Recicladores de cooperativas de Passo Fundo, no norte gaúcho, passaram a ter uma atividade diferente uma vez por semana, no turno inverso ao trabalho: eles deixam as esteiras de reciclagem do lixo para ir à sala de aula, onde aprendem a ler e a escrever.
A ação é parte de um projeto de extensão da Universidade de Passo Fundo (UPF) que existe desde 2017 e proporciona aulas gratuitas aos recicladores da Cooperativa de Trabalho Amigos do Meio do Meio Ambiente (Coama). O trabalho de alfabetização acontece todas as quartas-feiras em uma sala ao lado do local de trabalho do grupo, na Vila Popular.
O projeto é uma ponte para mudar o cenário de analfabetismo a nível local. No Brasil, havia 11,4 milhões de analfabetos em 2022, número que representa 7% do total da população com 15 anos ou mais, de acordo com o Instituto Brasileiro de Geografia e Estatística (IBGE).

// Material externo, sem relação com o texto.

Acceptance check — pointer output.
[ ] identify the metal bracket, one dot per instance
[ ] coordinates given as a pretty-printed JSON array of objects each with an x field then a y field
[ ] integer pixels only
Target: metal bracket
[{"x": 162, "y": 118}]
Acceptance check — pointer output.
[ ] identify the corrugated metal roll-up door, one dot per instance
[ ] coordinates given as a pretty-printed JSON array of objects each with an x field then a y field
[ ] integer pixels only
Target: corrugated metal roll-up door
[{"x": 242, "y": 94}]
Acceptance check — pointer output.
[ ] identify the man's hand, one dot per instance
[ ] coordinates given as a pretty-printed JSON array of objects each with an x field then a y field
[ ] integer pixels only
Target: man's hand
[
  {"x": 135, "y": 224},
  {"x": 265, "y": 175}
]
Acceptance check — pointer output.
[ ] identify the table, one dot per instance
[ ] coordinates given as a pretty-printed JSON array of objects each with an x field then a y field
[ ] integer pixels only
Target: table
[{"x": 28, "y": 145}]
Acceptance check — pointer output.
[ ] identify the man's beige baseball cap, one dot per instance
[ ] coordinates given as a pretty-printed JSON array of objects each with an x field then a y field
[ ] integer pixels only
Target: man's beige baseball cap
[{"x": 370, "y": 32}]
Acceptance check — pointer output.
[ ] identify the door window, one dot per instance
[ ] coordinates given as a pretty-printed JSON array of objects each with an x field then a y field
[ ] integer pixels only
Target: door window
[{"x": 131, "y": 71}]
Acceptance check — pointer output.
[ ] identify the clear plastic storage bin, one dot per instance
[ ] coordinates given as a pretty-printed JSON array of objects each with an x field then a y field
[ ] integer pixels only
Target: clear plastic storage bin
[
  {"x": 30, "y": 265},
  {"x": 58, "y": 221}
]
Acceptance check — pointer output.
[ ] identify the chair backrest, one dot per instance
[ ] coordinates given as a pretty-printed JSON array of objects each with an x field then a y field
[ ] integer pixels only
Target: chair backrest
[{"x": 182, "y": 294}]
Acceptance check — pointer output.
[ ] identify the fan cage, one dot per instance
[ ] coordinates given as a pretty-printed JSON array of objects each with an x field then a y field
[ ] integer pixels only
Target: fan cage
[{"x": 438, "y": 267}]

Além de possibilitar o primeiro acesso às salas de aula aos estudantes de Pedagogia, as classes são um caminho novo para pessoas que nunca tiveram a oportunidade de frequentar a escola. Entre os recicladores, as histórias são parecidas: a maioria precisou abandonar os estudos ainda criança para ajudar no sustento da família.
— Eu tinha que ajudar em casa. Estudei por dois anos e, quando ia, ia pouco. No fim, eu não consegui aprender nada — conta a recicladora Eva de Fátima Godois de Chaves, hoje com 57 anos.
— Quando minha mãe faleceu, ficou ainda mais difícil. Tínhamos que ajudar o meu pai. Aquele tempo era muito difícil — lembra o reciclador Luiz Carlos Oliveira dos Santos, 55.
Caminho para a independência
O projeto é essencialmente dedicado à alfabetização de adultos, mas também oferece atendimentos à saúde, em especial odontológicos. Nas aulas, a forma de ensinar muda conforme a necessidade de cada aluno. Eva, por exemplo, não sabia ler, enquanto Luiz tinha dificuldade em unir as palavras. Cada caso é um caso — e o ensino acontece da mesma forma.
— Temos uma aluna que está começando agora, do zero, a fazer os reconhecimentos do alfabeto e a trazer toda aquela estrutura de montar as palavras. A primeira coisa que uma professora vai ensinar ao aluno é como ele escreve o próprio nome — disse a professora Olinda Quadros de Lima.
A aluna iniciante é Rosmari Alves, 54 anos, que viu no caderno e lápis a oportunidade para a independência.
— Agora comecei a aprender a assinar o meu nome. Quero aprender a ler e não mais depender dos outros. Quero depender de mim mesmo — disse, com um sorriso.
Essa etapa já foi vencida por Eva, que hoje é a presidente da Coama. No papel de liderança, ela conta que sentiu a necessidade de estudar assim que ficou à frente da entidade, em especial pela necessidade de escrever o próprio nome.
— Os cheques começaram a voltar pois eu não sabia escrever meu nome correto. E isso é dinheiro que a cooperativa perde, o que é super importante para as famílias. Hoje me sinto muito feliz aqui. Estudando, lendo... E agora os cheques não voltam mais. Sei assinar tudo direitinho — contou bem-humorada.
Mas o principal, diz Eva, é ser independente, sem precisar pedir permissão ou ajuda para as tarefas mais simples, desde assinar o próprio nome a ler placas:
— Agora não dependo dos outros, sei chegar em um lugar e saber onde eu estou. Meu futuro agora é isso: aprender a ler.